Vincent Buckman earned his Bachelor of Science in Biochemistry at Washington and Lee University in 2020. In the summer of 2019, he conducted research in the Massion Lab at Vanderbilt Ingram Cancer Center where he studied the XCT transporter and its role in Cancer Metabolism. His research interests include the use of computational and experimentational tools to study gene expression as it relates to cancer. Vincent plans to pursue a dual MD/PhD degree with a doctorate in cancer biology. In the fall, he will take on a role as Triage Consulting Inc. as a clinical consultant.

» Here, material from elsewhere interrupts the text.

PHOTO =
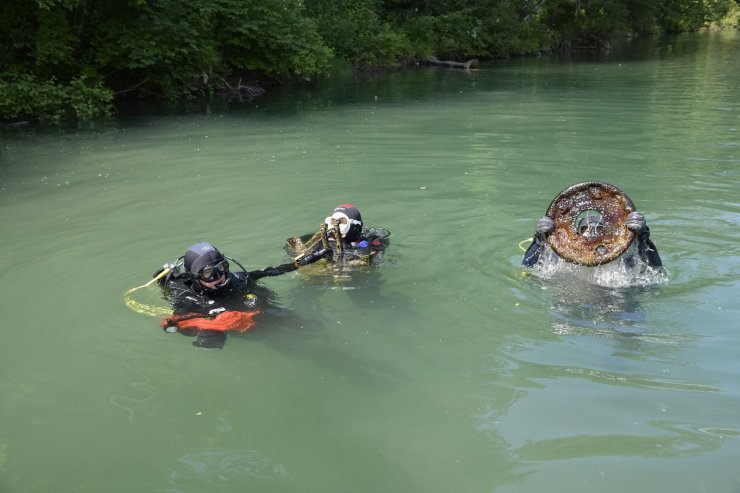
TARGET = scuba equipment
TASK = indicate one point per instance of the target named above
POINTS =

Daniel Chan is a senior at Brown University double concentrating in biochemistry and public health and will be graduating in 2021. Daniel chose these two fields of study because he believes it’s important to learn about health on both a molecular and societal level. Outside of
the classroom, Daniel is engaged in research ranging from the pharmacogenomics of neuropathy to kidney medicine. Growing up as a first-generation college student in the immigrant community of San Francisco, Daniel always had an innate desire to bridge the health disparities experienced by underserved communities. Daniel wants to apply his computational skills to perform impactful research that can address these problems and create meaningful changes in the landscape of public health. Daniel hopes to pursue these goals through an MD/MPH program; by developing a strong background in public health as he studies medicine, Daniel hopes to support the most vulnerable and disadvantaged members of society and empower them with enhanced access to quality medical care.